久々に観た映画は今オリンピックで話題のブラジル映画(1998年制作)です。

ジャンルとしてはロードムービーでしょうか。

 

 

今のブラジルではどうなのか分かりませんが、原作の書かれたころは識字率が低かったらしく、主人公の60代らしい女性はリオの駅の構内で代書屋をしています。

読み書きのできない人の代わりに家族や恋人などにあてた手紙を書いて投函することでお金を頂いているのですが、予想に反してこの女性、真っ当に生きているとは言い難く(笑)預かった手紙を持ち帰っては友人と「審査」をしては出す・出さないを決めて破り捨てたりするんです。

その後の展開でも、思わぬことで知り合った母を亡くしたばかりの10歳くらいの少年を勝手に売ってしまったり(臓器売買の組織と知って助けに戻るのですが)、旅の途中では無責任に少年を置き去りにしようとしたり。

 

でも映画というものは、憧れたりステキな主人公ばかりでも、道徳的だったり美しい物語ばかりでもないものですね。

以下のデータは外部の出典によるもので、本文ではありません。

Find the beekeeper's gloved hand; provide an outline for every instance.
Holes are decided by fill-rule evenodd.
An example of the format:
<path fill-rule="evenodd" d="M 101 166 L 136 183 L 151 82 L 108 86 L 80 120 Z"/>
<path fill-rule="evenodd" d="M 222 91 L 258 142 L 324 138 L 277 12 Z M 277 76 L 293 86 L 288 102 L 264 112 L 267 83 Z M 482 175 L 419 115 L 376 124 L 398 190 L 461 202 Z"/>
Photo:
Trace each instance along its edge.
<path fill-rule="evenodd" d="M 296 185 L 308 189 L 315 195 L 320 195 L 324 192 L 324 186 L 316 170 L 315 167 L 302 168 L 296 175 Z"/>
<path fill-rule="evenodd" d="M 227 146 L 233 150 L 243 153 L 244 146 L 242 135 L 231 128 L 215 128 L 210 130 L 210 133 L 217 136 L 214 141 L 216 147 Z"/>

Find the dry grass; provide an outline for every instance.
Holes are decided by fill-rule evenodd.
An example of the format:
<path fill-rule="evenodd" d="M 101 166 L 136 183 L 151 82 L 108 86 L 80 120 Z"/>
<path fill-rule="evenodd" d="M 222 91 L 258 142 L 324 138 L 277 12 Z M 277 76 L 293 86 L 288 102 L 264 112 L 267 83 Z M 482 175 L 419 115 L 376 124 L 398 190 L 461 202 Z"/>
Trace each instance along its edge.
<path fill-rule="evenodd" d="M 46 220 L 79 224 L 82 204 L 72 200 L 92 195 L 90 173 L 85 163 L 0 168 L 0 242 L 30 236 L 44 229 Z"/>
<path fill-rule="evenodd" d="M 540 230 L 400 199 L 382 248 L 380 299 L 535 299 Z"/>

この映画では、ブラジルの常識について知ったり、生きていくということはどこの国でも厳しいものだなとか、ヒトはいくつになっても人を求める気持ち(相手が老若男女に関わらず)が涌き出たり、すさんだ考え方や生き方が変わったりするものなんだな、と感じました。

 

こういった人生のテーマの映画ではもっとキレイに描くものが多いですが、厳しさや危なっかしさで描かれたものの方がズシッと胸に響きますね~。

映画には好き・嫌いでは計れないものもあると感じる一作でした。